Primo giorno di scuola. Quanto cambia nella vita degli scolari, e in quella di tutti noi

di Marina Zinzani
(Commento di Angelo Perrone)

(ap) Il piccolo George. Al suo arrivo il primo giorno di scuola, accompagnato solo dal padre William perché la madre Kate aveva la nausea per la nuova gravidanza annunciata, la preside è uscita dall’edificio ad accoglierlo.
Nulla di strano, certo, era persino prevedibile e inevitabile. Un gesto di gentilezza e sensibilità, di garbata accoglienza per un bimbo di 4 anni che si ritrova in un mondo sconosciuto e dovrà affrontare molte prove.
Ma al netto del rango del piccolo rampollo, come sarebbe bello che quel gesto fosse rivolto a tutti i nuovi scolari e a ciascun bambino che inizia il suo percorso scolastico. Quale che ne sia la condizione sociale. Certo, ce lo ricorderemmo per tutta la vita.
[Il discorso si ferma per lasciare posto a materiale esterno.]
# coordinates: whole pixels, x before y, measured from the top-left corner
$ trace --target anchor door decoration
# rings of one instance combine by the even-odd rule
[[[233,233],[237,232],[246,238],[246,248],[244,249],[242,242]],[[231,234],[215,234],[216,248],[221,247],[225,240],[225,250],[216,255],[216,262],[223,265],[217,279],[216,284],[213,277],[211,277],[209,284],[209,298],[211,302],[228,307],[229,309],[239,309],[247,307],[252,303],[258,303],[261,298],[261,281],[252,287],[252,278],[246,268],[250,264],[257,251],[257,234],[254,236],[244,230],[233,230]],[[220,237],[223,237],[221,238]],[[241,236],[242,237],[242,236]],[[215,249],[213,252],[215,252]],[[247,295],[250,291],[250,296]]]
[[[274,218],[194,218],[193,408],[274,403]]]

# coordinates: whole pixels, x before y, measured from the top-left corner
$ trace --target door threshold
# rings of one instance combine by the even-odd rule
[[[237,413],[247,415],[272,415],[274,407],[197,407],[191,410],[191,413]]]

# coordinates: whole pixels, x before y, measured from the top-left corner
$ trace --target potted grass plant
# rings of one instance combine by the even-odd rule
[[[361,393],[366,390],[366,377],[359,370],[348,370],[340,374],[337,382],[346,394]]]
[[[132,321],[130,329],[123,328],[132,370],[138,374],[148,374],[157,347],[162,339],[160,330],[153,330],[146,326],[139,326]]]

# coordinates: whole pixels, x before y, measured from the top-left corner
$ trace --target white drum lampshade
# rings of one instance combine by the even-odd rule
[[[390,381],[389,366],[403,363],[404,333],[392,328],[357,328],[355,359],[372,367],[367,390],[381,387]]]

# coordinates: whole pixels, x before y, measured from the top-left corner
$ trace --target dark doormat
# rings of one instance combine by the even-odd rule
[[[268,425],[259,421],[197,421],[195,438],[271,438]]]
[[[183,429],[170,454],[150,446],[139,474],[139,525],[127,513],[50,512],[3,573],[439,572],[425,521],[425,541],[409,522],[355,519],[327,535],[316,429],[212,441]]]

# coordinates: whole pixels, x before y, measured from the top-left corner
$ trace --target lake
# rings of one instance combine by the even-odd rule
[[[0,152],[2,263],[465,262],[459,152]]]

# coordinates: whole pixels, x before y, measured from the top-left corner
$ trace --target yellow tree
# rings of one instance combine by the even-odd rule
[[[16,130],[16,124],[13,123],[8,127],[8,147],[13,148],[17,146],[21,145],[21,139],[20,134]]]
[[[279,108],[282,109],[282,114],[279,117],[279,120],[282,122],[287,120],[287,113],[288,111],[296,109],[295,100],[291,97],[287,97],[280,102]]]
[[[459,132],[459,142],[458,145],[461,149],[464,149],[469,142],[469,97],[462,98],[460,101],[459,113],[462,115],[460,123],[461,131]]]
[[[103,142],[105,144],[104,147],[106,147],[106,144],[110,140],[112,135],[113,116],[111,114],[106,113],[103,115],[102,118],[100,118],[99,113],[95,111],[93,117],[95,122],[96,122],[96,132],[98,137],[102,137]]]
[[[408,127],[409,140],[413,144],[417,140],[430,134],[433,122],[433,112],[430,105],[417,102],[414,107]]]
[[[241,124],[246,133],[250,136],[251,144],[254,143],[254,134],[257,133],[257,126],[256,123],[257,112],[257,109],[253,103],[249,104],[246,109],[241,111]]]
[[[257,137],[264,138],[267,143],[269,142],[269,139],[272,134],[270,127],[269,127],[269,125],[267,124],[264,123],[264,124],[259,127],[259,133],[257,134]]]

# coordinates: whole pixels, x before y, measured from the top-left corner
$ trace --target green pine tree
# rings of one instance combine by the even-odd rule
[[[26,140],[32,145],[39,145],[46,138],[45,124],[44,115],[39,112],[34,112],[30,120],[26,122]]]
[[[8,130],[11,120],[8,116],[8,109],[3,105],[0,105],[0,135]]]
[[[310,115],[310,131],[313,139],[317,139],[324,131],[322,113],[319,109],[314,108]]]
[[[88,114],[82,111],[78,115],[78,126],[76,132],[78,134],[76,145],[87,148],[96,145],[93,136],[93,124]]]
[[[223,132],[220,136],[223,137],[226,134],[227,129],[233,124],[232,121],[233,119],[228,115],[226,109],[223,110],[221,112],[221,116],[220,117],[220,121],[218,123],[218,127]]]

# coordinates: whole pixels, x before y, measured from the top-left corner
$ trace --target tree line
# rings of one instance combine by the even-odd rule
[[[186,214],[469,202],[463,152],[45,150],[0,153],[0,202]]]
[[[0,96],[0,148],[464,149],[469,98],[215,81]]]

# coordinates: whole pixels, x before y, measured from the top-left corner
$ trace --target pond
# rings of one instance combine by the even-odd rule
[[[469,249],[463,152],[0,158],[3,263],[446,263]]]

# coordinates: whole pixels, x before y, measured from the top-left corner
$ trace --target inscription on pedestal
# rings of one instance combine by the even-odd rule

Lo porteremmo dentro la mente come cosa preziosa. E come un buon segnale sull’attenzione della società verso i suoi cittadini.

Perplessa, forse un po’ triste è l’espressione del piccolo George al primo giorno di scuola. Sembra un’immagine simbolica: inizia una nuova vita, e il tempo della libertà del bambino, senza impegni, senza doveri, sembra lasciato alle spalle. Avverte tutto questo George, nella sua fronte corrugata?
Il tempo dell’ozio, e l’inserimento in un quadro sociale necessario e doveroso, appaiono in una sfumata contraddizione. La scuola sembra un po’ l’entrata nella società.
La sua è una situazione di privilegio, pur con i limiti che non ne fanno un bambino come tutti gli altri.
Il pensiero va alle madri, e anche ai padri, che ogni giorno corrono per portare i figli a scuola, incastri di orari, organizzazioni familiari e aiuti, la stanchezza di sera e il doverli aiutare nei compiti, le molte ore che ormai richiede la scuola ai bambini. Poi ci sono i corsi di nuoto, di ginnastica, e anche lì orari da incastrare.
Chissà se in questa corsa continua, di impegni, c’è il tempo per guardarsi negli occhi, sorseggiando una tazza di tè, o mangiando una fetta di torta, senza dovere dire: “Adesso devo scappare”.